Third are the shady business networks, including China-affiliated transnational criminal organizations, which thrive in kleptocratic and highly unstable contexts like Myanmar. These include criminal syndicates involved in trafficking individuals from across the globe into scam centers, where they are forced at gunpoint to engage in fraud. Post-coup, a series of Chinese business promotion agencies sprang to life in Myanmar, including organizations such as the South Asia Future Company, the China Myanmar Economic Cooperation and Development Promotion Association and the World Peace Ribbon Association. All of these organizations seek to extract concessions or gain preferential access to projects by building close ties to the junta and key crony companies. The World Peace Ribbon Association, which has previously played a role in Beijing’s Belt and Road Forum, featured in a December 2022 business exchange with Min Aung Hlaing, during which the association announced the establishment of a new “hub” in Yangon for the promotion of China’s Belt and Road Initiative projects.
Together, these forces all work to influence Beijing in the direction of enhancing its support to Myanmar’s army and play a key role in advancing the cause of the army in Beijing.

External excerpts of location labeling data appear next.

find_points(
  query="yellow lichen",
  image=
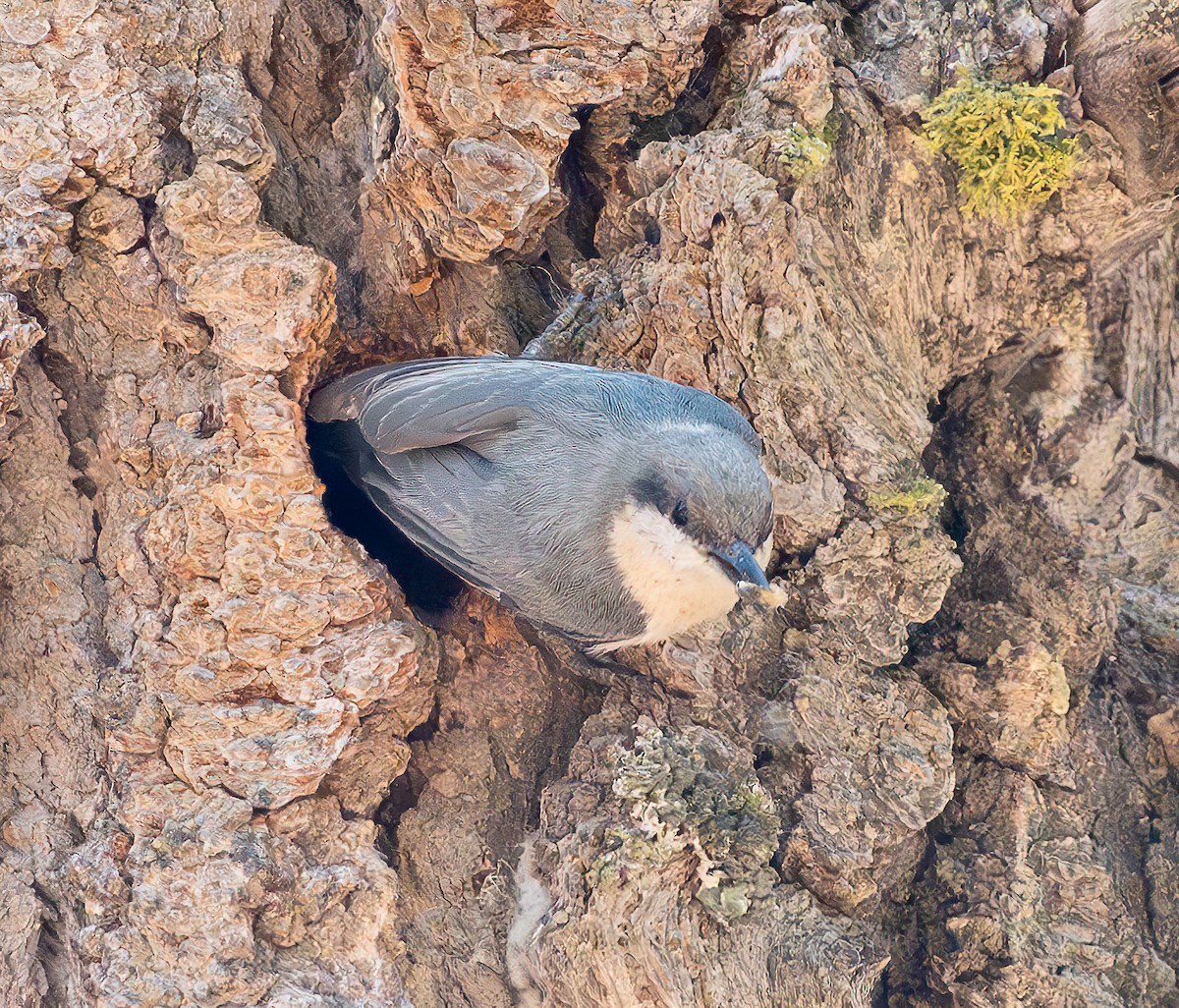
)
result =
(923, 495)
(1008, 140)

A Possible U.S. Response to Beijing’s Growing Influence in Myanmar
Beijing’s overall posture continues to prioritize a status quo that favors the military over pro-democracy forces. While so, cracks have emerged in the alliance between Beijing and the generals. In particular, China’s growing tolerance for EAOs to challenge the military’s positions on the Chinese border demonstrate one way through which Beijing aims to deepen its leverage over the regime. At the same time, Beijing’s moves risk throwing Myanmar deeper into protracted conflict. While China may think it can leverage its relations with the northern EAOs and the military to weaken pro-democracy forces and check Western influence in Myanmar, this threatens to further balkanize the country. It also represents a fundamental misreading of the Burma Act, which aims to recognize the essential role that Myanmar’s myriad EAOs and PDFs must play in order to achieve the foundation necessary for sustainable peace in the future.
As the United States considers options for implementing the Burma Act, a critical need is to enhance assistance to the formation of inclusive coalitions, which can work together to place Myanmar back on a path toward democracy.